Poet, Henry Wadsworth Longfellow, watched his wife, Fanny, burn alive due to her dress catching alight and Oscar Wild’s half-sisters dresses caught fire while they were dancing at a party.

Thousands of women were dying because of the clothes they wore—because of fashion. A plentiful supply of oxygen got trapped between the multiple layers of fabric deeming it impossible to extinguish the flames by a simple ‘stop, drop and roll’. Unable to undo the laces or buttons in time was another issue.

If the flammable fabrics weren’t enough, there was another danger. Green was the colour to be seen wearing and arsenic was the method of dying fabric this preferred and fashionable colour. Little did they know at the time that the chemical was poisonous but adding to the mix was the fact that when arsenic catches light, it burns toxic fumes. So, if the flames didn’t kill the woman who were alight, the fumes certainly had a chance of doing that.

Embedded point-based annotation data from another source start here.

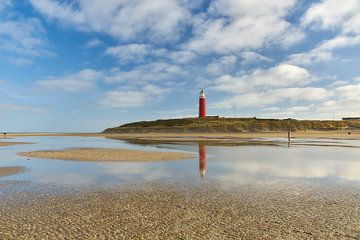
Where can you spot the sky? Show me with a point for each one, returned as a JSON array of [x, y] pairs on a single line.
[[85, 65]]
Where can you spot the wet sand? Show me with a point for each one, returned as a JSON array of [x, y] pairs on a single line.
[[279, 211], [5, 144], [8, 171], [108, 155]]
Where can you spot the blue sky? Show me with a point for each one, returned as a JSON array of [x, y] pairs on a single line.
[[85, 65]]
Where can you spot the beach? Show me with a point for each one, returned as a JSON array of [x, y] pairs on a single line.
[[135, 191], [270, 211], [6, 144]]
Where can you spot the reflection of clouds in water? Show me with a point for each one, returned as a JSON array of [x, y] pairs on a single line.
[[345, 170], [66, 179], [145, 171]]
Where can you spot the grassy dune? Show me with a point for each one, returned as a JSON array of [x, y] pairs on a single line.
[[213, 124]]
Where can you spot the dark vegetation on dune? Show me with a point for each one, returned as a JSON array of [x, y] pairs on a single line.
[[214, 124]]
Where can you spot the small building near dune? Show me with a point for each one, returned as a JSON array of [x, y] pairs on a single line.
[[351, 118]]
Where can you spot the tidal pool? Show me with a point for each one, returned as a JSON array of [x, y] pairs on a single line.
[[317, 161]]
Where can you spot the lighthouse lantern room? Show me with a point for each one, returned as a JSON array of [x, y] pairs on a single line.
[[202, 104]]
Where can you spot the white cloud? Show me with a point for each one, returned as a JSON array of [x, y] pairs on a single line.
[[83, 80], [266, 98], [122, 19], [253, 57], [340, 16], [133, 98], [155, 71], [20, 108], [324, 52], [331, 14], [22, 39], [233, 25], [283, 75], [4, 4], [93, 43], [222, 65], [134, 52], [141, 52]]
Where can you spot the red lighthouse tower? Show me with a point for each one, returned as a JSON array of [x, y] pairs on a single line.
[[202, 104]]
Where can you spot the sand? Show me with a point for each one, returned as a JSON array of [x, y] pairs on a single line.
[[158, 211], [108, 155], [5, 144], [8, 171]]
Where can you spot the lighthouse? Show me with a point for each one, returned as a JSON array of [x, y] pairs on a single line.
[[202, 104], [202, 159]]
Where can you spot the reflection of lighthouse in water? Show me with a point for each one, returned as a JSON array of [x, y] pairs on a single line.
[[202, 159], [202, 104]]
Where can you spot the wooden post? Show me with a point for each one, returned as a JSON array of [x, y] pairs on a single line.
[[289, 138]]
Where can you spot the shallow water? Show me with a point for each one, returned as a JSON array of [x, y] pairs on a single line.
[[320, 161]]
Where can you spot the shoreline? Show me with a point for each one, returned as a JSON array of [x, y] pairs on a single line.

Artificial flowers also became popular during this time, again arsenic was used as a colourant to make them look more authentic. Daily exposure to arsenic causes poisoning and a premature demise. Convulsions, vomiting and the whites of your eyes turning green are some symptoms, before death ensues.

There was a choice in life for working Victorian women of the time but death by fire seems pretty certain. Housekeepers were, it seems, susceptible to death by burning dresses because Victorian homes were filled with open-flames and were build from flammable materials. If servants caught fire there was a risk the whole house would burn to the ground. On the other end of the pay scale, ballerinas had to wear massive hooped dresses and perform on stages lit by naked flames. Their dresses were made from bobbinet, cotton, muslin, gauze and tarlatan (all of which are flammable). Dancers were lighting up the stage, literally, but unfortunately they were dying too!

Fashion changes over time and late in the 19th century skirt styles became slimmer. This kept dresses out the reach of naked flames and death rates reduced.